The private Note trots out the Islamic Republic’s reiteration of its right to develop nuclear energy for purely peaceful purposes and Iran’s greatness as the cradle of human civilization.
The Note intended for release is longer and couched in phrases designed for propaganda effect. Ahmadinejad complains that Iran is anxious for progress in the sciences but is constantly persecuted by the forces of “world arrogance” (i.e. the US and the West).

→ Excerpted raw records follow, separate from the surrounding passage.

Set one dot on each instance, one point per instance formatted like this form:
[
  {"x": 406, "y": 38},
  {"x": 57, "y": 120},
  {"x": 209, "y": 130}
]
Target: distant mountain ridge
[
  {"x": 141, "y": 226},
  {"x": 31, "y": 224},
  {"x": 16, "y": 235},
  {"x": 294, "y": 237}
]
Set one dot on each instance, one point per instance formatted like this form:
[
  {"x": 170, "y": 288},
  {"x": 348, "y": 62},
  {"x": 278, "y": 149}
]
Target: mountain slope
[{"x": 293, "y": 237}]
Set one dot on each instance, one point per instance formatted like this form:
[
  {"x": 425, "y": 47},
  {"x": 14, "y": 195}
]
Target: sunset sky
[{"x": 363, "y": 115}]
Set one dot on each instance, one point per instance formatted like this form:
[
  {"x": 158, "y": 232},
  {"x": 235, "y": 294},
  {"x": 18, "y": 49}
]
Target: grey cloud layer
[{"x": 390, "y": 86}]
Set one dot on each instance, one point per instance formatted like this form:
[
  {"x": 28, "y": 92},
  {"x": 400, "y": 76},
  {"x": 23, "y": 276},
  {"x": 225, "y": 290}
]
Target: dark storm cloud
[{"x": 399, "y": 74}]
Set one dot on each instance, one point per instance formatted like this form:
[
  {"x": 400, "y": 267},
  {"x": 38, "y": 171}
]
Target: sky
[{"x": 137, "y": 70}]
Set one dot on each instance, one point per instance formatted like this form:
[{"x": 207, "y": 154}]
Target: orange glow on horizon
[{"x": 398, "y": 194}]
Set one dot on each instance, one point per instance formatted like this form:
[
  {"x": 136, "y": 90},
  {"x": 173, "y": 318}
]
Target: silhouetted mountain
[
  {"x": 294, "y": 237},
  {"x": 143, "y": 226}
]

He even harks back to the 1950s, claiming the Clinton administration had admitted that the United States had then staged a military coup to overthrow the Mossadeq regime in Tehran and install the Shah.
The Iranian president calls on the United States to give up its tough positions, which in any case are foredoomed to failure and will harm its prestige, because Washington will never bend the Islamic Republic to its will – even by sweeping sanctions.

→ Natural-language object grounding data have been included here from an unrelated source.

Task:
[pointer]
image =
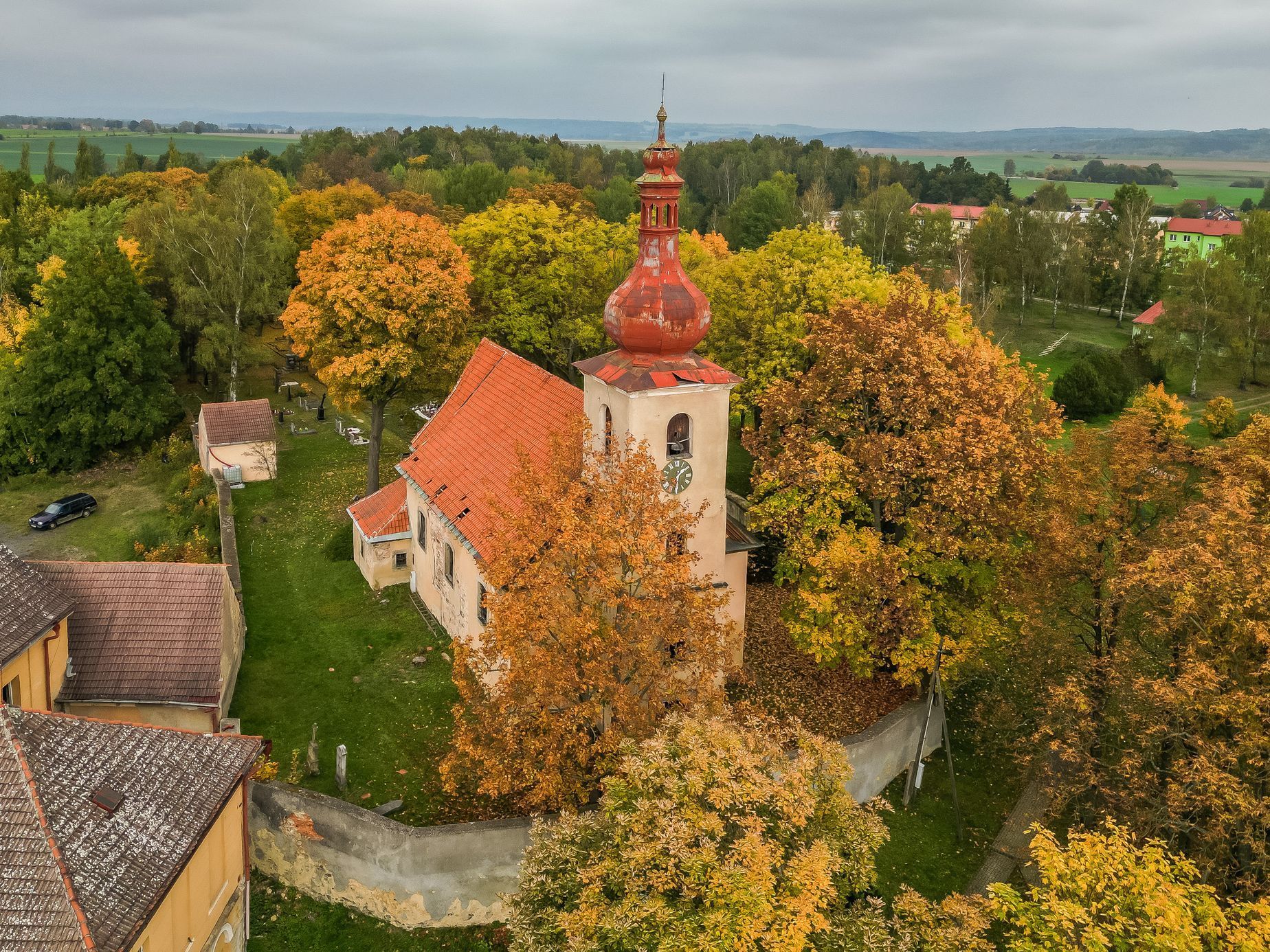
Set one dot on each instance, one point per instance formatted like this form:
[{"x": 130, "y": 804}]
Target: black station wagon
[{"x": 71, "y": 507}]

debkafile‘s sources add that the two letters were drafted and sent off in an effort to influence the New York meeting Monday, May 8, of the foreign ministers of the US Britain, China, France, Germany and Russia, to chart a common position on Iran’s failure to comply with the UN Security Council’s demand to suspend uranium enrichment.
debkafile‘s Tehran sources reveal: The communications were not delivered through the Swiss embassy in Tehran as reported. Iran’s senior security official and nuclear negotiator Ali Larijani flew secretly to Brussels to hand them to a high-ranking American representative who was present there. Larijani spent only a few hours in the Belgian capital before heading out for talks with Turkish leaders in Ankara.
Our Iranian experts comment that in sending personal letters to the US president, Ahmadinejad is trying to emulate the revolutionary founder of the Islamic Republic, Ayatollah Ruhollah Khomeini. In 1987, Khomeini wrote the last Soviet ruler Mikhail Gorbachev a letter preaching him on how to react to the imminent downfall of the USSR and communist rule. The only resort left to Soviet rulers, said the Iranian revolutionary, was to embrace Islam and the solutions it offers.